The boy withdrew the sword, one of the better ones in Ainsley's collection. He'd been a bit surprised the boy had held off using it until now.

Purple arcane lightning flickered from the blade of the same hue. He swung the sword backhanded in the mantis's direction, as if the action might discharge the weapon.

Still, he was ready to deflect the mantis's charging blow with his heater shield and counter with a strike of his own. Arcane lightning coursed through the mantis, branching out to fry a nearby cluster of ants as well.

The boy hopped down from the blade of grass, then glanced at Ainsley. "You could have mentioned it would do that."

"You were doing fine," he countered with a stroke of his beard. "What of the…soldier?"

He shrugged. "A test."

"And?"

The boy gestured, again conjuring the child translator. To the girl he said, "We're in a red sector. Sentry mode. Eliminate hostiles."

The child nodded, then began staring at Ainsley.

"He's probably not a hostile, Ai," the boy added, giving Ainsley a smirk.

"Understood." The child gave an odd salute, slamming her left fist to her chest and stomping her left foot, keeping a hand on the handle of her holstered weapon, the same kind used by the other soldier.

Then, the boy smiled a bright, genuine smile. "Ai, time to meet Walker."

At his gesture mist swirled and condensed, forming an imposing man wearing a bone-white mask and armor, small, shimmering black skulls circling his head, a ragged black cloak fluttering despite the still, humid air. Most striking, however, was the oversized scythe the man held in one hand, resting the handle end on the ground like a walking staff, the sharp blade hanging ominously in the air.

"Orders?" the man rasped, his voice sounding strained, as if he hadn't drank water in days.

"We four are the only friendlies in the zone. Kill the rest."

"Understood."

Ainsley felt chills run down his spine as the bone-clad man a head taller than himself gestured at the praying mantis's corpse. Earth rose up and swallowed it whole, spilling away to leave behind two humanoid skeletons, each holding a bone white sword and shield.

Four more times he gestured at an ant corpse, each producing a single bone warrior.
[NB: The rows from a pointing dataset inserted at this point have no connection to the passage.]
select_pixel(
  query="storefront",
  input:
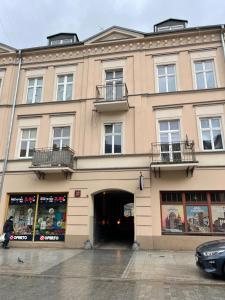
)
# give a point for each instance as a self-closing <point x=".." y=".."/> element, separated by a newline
<point x="38" y="217"/>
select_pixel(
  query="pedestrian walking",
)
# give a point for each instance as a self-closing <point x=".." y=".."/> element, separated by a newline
<point x="8" y="230"/>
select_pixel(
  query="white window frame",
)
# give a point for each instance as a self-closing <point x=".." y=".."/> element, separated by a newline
<point x="211" y="136"/>
<point x="52" y="135"/>
<point x="104" y="135"/>
<point x="35" y="86"/>
<point x="28" y="140"/>
<point x="114" y="82"/>
<point x="166" y="75"/>
<point x="65" y="84"/>
<point x="203" y="61"/>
"Keep it to five, for now," the boy ordered.

With a grunt the conjured necromancer, of a type unfamiliar to Ainsley, given he could create skeletons from any dead flesh, not requiring human bodies, waved his hand and one skeleton turned to dust.

Curious. Some kind of hidden limitation? That was for the best. A hero producing a horde of skeletons, even if second hand, with no human bodies disturbed, would not be looked upon kindly. Even this necromancer might be too much for the masses to stomach. He'd need to warn the boy later.

Sword in hand, the boy again led the way forward, sounds of battles unseen occurring in the nearby grass around them. Often the necromancer would gesture to raise a new skeleton. Occasionally the little girl would shoot something from the air. Yet their path forward through the first level of the dungeon became unhindered.

Ainsley considered the warrior hero, his pet necromancer, and the little girl who continued to glance coldly in his own direction from time to time. Maybe he wouldn't keep the boy so close after all, when this business was done.